Again, the random.csv file must exist in spec/fixtures.

Then, in the service spec:

# spec/services/email_processor_service_spec.rb
...
  context "invalid attachment" do
    let(:email_issue) { FactoryBot.build(:email, :with_invalid_attachment) }
    let(:service) { EmailProcessorService.new(email_issue) }
    it "does not file attachments" do
      expect{ service.process }.to_not raise_error
      issue = project.issues.last
      expect(issue.uploads.size).to eq(0)
    end
  end
...

And the test was green! The final case I wanted to test was an email with a mixture of valid (image) attachments and invalid (non-image) attachments:

In the factory:

# spec/factories/email.rb
...
trait :with_valid_and_invalid_attachments do
  attachments {
    [
      ActionDispatch::Http::UploadedFile.new(
        filename: 'img_1.png',
        type: 'image/png',
        tempfile: File.new(
          "#{File.expand_path(File.dirname(__FILE__))}/fixtures/img_1.png"
        )
      ),
      ActionDispatch::Http::UploadedFile.new(
        filename: 'random.csv',
        type: 'text/csv',
        tempfile: File.new(
          "#{File.expand_path(File.dirname(__FILE__))}/fixtures/random.csv"
        )
      )
    ]
  }
end
...

And then the example:

# spec/services/email_processor_service_spec.rb
...
context "valid and invalid attachment" do
  let(:email_issue) { FactoryBot.build(
    :email, :with_valid_and_invalid_attachments
  ) }

  let(:service) { EmailProcessorService.new(email_issue) }

  it "creates only valid file attachments" do
    expect{ service.process }.to_not raise_error
    issue = project.issues.last
    expect(issue.uploads.size).to eq(1)
  end
end
...

Another green spec! I was pretty happy with myself. So I pushed the branch up to GitHub, opened the PR, waited for CI to turn green, and deployed. Time to test in production!

I sent an email to Beacon with file attachments. The issue got created and was visible in the UI, but the attachments weren't there. And there was an error in the logs: Google::Apis::ClientError: Invalid upload source

I looked at the source for the Google API client, and saw that it was expecting an IO object. But the file attachments from a real email were an ActionDispatch::Http::UploadedFile, which is _not_ an IO object. That's why my tests passed, but the feature failed in production.

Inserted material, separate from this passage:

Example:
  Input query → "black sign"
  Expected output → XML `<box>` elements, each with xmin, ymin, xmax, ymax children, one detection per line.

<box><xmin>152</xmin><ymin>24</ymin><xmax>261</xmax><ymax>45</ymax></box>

I thought the issue might have to do with temporary file storage locally vs on Heroku, so I went down that rabbit hole for about an hour, setting up a :mirror strategy in my ActiveStorage configuration file to simultaneously write to Google Cloud and a local tempfile. No luck.

After a _lot_ of Googling, I finally ended up in the source code for Http::Upload and saw this method:

def to_io
  @tempfile.to_io
end

That smelled right, so I updated the method in the service class:

# services/email_processor_service.rb
class EmailProcessorService
  ...

  def process_attachments
    email.attachments.each do |attachment|
      next unless VALID_MIME_TYPES.include?(attachment.content_type)
      issue.uploads.attach(
        io: attachment.to_io,
        filename: attachment.original_filename,
        content_type: attachment.content_type
      )
    end
  end

end

So now instead of io: attachment, it's io: attachment.to_io. Specs were green locally, so I (gasp) pushed to the release branch and sent it up to Heroku. Time to test in production again! And this time, it worked!

Feature complete.

I decided to blog about this because figuring out the right incantation to make this work was a real journey, and I wanted to save others in this situation from having to work it out on their own. I hope someone finds this useful!